The Hon. Mr. KESWICK moved the second reading of the Bill entitled "An Ordinance to authorise the Hongkong and Shanghai Banking Corporation from time to time to increase the Capital of the said Corporation from the sum of Ten Millions of Dollars to a sum not exceeding the sum of Twenty Millions of Dollars, and to continue incorporated for a further term of 21 years; and to continue in force for a further period of 21 years the provisions of Section 3 of the Hongkong and Shanghai Banking Corporation Ordinance, 1899, with regard to the Excess Issue of Bills and Notes payable to bearer on demand." In doing so he said:― The Bill, the second reading of which I am about to move, may be subdivided under three heads:―First the increase from time to time of the capital of the H. & S. B. C. from ten millions to a sum not exceeding twenty millions; second the incorporation of the Bank for a further period of 21 years; and third, the continuation for a period of 21 years of the provisions of section III. of the H. & S. B. C. Ordinance of 1899 with regard to its excess note issue. Besides its very large interest in this Colony, the Bank is by far the most important financial institution in China, and the scope of its word is so well known to all hon. members that they cannot but approve the desire of the shareholders to obtain the sanction of the Government for an increase of capital.

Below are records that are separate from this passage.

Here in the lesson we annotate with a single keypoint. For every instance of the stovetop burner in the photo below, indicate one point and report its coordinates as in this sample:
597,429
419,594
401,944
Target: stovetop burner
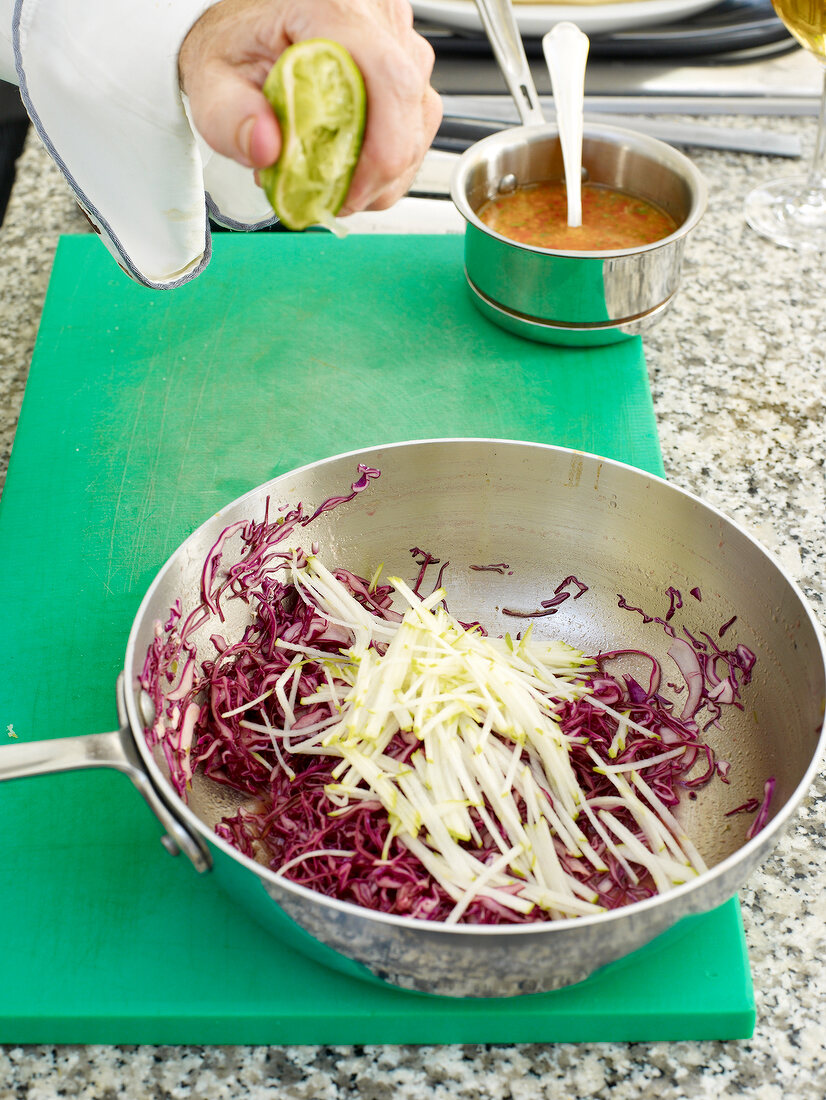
731,28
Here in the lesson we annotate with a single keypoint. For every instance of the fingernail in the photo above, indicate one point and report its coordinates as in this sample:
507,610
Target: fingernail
243,138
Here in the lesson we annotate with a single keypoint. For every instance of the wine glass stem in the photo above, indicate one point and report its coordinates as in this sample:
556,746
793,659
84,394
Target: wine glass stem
817,173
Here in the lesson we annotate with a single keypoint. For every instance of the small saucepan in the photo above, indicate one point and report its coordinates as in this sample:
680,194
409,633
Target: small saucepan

That the shareholders also wish the incorporation of the Bank for a further period of 21 years hardly calls for any comment. I think you will agree with me that it is most desirable to have this leading Bank closely identified with the Colony. As regards the note issue, which is a matter of public interest, I would remind the hon. members that under the existing deed of settlement the Bank is authorized to issue notes to the amount of its present capital of $10,000,000 against the deposit of approved securities for one-third of the amount with the Crown Agents of the Colony in London. Though permission is asked to increase the capital to $20,000,000, you are no doubt aware that the Bank does not propose to increase its capital beyond $15,000,000 at present. The Bill before us continues the conditions attaching to the Bank's present note issue, but for the increase of $5,000,000, it calls upon the Bank to deposit coin and or securities to the full value thereof with the British Government either in London or in Hongkong. In the general interests of the Colony the Bank was allowed in 1898 to issue notes, in excess of its authorized issue, against the deposit of coin or bullion with the Hongkong Government―dollar for dollar ―and a continuation of this permission is provided for by the last clause of the Bill. I think hon. members will agree with me that the interests of the public as noteholders are adequately protected by the conditions of the Bill. I now move the second reading of the Bill.
The COLONIAL SECRETARY seconded, and the resolution was agreed to.
The Council resolved itself into committee to consider the Bill clause by clause.
On resuming,
The Hon. Mr. KESWICK moved the third reading of the Bill.
The COLONIAL SECRETARY seconded, and the resolution was agreed to.
NEDERLANDSCH INDISCHE HANDELSBANK.
The ATTORNEY GENERAL moved the first reading of the a Bill entitled "An Ordinance for giving to a Foreign Company called the Nederlandsch-Indische Handelsbank certain facilities for carrying on its business in the Colony."
The COLONIAL SECRETARY seconded, and this was agreed to.
BILLS OF EXCHANGE ORDINANCE.
The ATTORNEY GENERAL moved the third reading of the Bill entitled "An Ordinance to amend the Bills of Exchange Ordinance 1885."
The COLONIAL SECRETARY seconded, and this was agreed to.
HIS EXCELLENCY―The Council stands adjourned till this day week.